UE: ECOFIN aggiorna la Blacklist dei paradisi fiscali

Di Marilisa De Nigris -

ll Consiglio Ecofin riunitosi a Bruxelles ha recentemente aggiornato la c.d. “blacklist” dei paradisi fiscali.

Il 12 marzo 2019 ai cinque Paesi già presenti nella famigerata “lista nera” sono stati aggiunti altri dieci, anche Abu Dhabi è entrata a far parte della “lista nera” nonostante la dichiarata opposizione dell’Italia che ha provato fino all’ultimo momento ad evitare il provvedimento, ottenendo, però, solo la possibilità di modificare l’elenco non appena gli Emirati si saranno messi in regola.

Nello specifico, rimangono nella black list: le Samoa americane, Guam, Samoa, Trinidad e Tobago e le Isole Vergini; vengono aggiunte: Aruba, Barbados, Belize, le Bermuda, Dominica, Fiji, Isole Marshall, Oman, Emirati Arabi e Vanuatu.

Da una nota diffusa dalla Commissione si evince che l’aggiornamento della lista “mostra che questo processo chiaro, trasparente e credibile ha prodotto un vero cambiamento: 60 Paesi hanno agito a favore della Commissione e sono stati eliminati oltre 100 regimi dannosi”, ed ancora “la lista nera ha anche influito positivamente sugli standard di buona governance fiscale concordati a livello internazionale”.

I nuovi provvedimenti hanno ad oggetto, essenzialmente, Stati che non hanno attuato gli impegni annunciati entro la scadenza fissata dalla Ue; si tratta di Paesi connotati da giurisdizioni non cooperative ai fini fiscali. Pertanto, gli eventuali rapporti finanziari con essi saranno soggetti ad un particolare controllo da parte delle autorità comunitarie e nazionali.

Appare necessario ricordare che già nel 2017 era stata stilata una prima black list contenente 17 Paesi, contestualmente era stata data alla luce anche una “grey list” di 47 Paesi da tenere sotto stretta osservazione. Ad oggi invece, la lista aggiornata conta un totale di 15 Paesi, di cui 5 facenti già parte della lista del 2017, mentre dieci provenienti dalla precedente grey list. La nuova lista è stata implementata dando vita ad un lungo processo di osservazione, analisi e dialogo con i Paesi coinvolti, diretto dalla Commissione Europea.
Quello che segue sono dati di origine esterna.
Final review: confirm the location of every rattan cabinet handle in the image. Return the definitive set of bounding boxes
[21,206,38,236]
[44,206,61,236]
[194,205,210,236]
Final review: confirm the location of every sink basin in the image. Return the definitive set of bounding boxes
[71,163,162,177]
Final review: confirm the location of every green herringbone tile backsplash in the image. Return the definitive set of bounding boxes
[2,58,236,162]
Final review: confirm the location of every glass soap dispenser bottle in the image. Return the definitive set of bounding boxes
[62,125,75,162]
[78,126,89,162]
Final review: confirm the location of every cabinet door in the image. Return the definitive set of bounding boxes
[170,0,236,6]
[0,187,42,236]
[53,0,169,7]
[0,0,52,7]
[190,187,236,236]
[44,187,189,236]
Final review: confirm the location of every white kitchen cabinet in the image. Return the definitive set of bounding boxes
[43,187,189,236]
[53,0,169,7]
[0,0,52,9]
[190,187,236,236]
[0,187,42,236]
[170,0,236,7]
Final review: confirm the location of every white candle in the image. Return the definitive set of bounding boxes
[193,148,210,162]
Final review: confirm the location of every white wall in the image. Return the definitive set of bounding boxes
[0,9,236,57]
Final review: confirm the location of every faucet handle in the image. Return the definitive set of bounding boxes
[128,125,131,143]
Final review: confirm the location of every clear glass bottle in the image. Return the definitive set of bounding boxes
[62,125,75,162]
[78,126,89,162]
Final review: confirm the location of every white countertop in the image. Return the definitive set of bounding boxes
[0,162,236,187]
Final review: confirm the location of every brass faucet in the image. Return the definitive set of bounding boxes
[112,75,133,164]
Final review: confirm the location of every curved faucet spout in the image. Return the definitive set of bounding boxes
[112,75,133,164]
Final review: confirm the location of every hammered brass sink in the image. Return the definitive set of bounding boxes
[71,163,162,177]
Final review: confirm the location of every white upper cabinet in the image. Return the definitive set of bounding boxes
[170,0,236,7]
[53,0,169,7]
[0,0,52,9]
In effetti, nel corso del 2018, la Commissione ha “messo sotto esame” 92 Paesi facendo ricorso essenzialmente a tre criteri: trasparenza fiscale, buon governo e attività economica reale.

Più specificamente tre giurisdizioni, Barbados, Emirati Arabi Uniti e Isole Marshall, già presenti nella black list e quindi trasferite nella lista grigia di cui fanno parte gli Stati che hanno assunto l’impegno ad adeguarsi agli standard, sono state nuovamente incluse nella black list assieme ad altri sette 7 Stati, trasferiti dalla lista grigia a quella nera perchè non hanno ancora raggiunto tale obiettivo.

A fronte di quanto realizzato, però, è comunque da sottolineare che  non si sono registrati passi significativi in relazione alla c.d. web tax a livello europeo, testo presentato dalla Presidenza romena. I lavori per arrivare ad una tassazione delle imprese digitali procederanno, quindi, in seno all’Ocse. “Se nel 2020 si constaterà che l’accordo a livello Ocse richiederà più tempo, il Consiglio potrebbe tornare a discutere la web tax se lo ritiene necessario” questo quanto dichiarato dal Ministro romeno dell’economia Orlando Teodorovici, Presidente di turno dell’Ecofin.

Il commissario agli Affari Economici, Moscovici, ha poi aggiunto che se entro fine anno 2020 non sarà trovato un accordo a livello globale, sarà necessario tornare a discutere sulla proposta comunitaria, che pertanto non sarà ritirata dall’esecutivo di Bruxelles e resterà valida.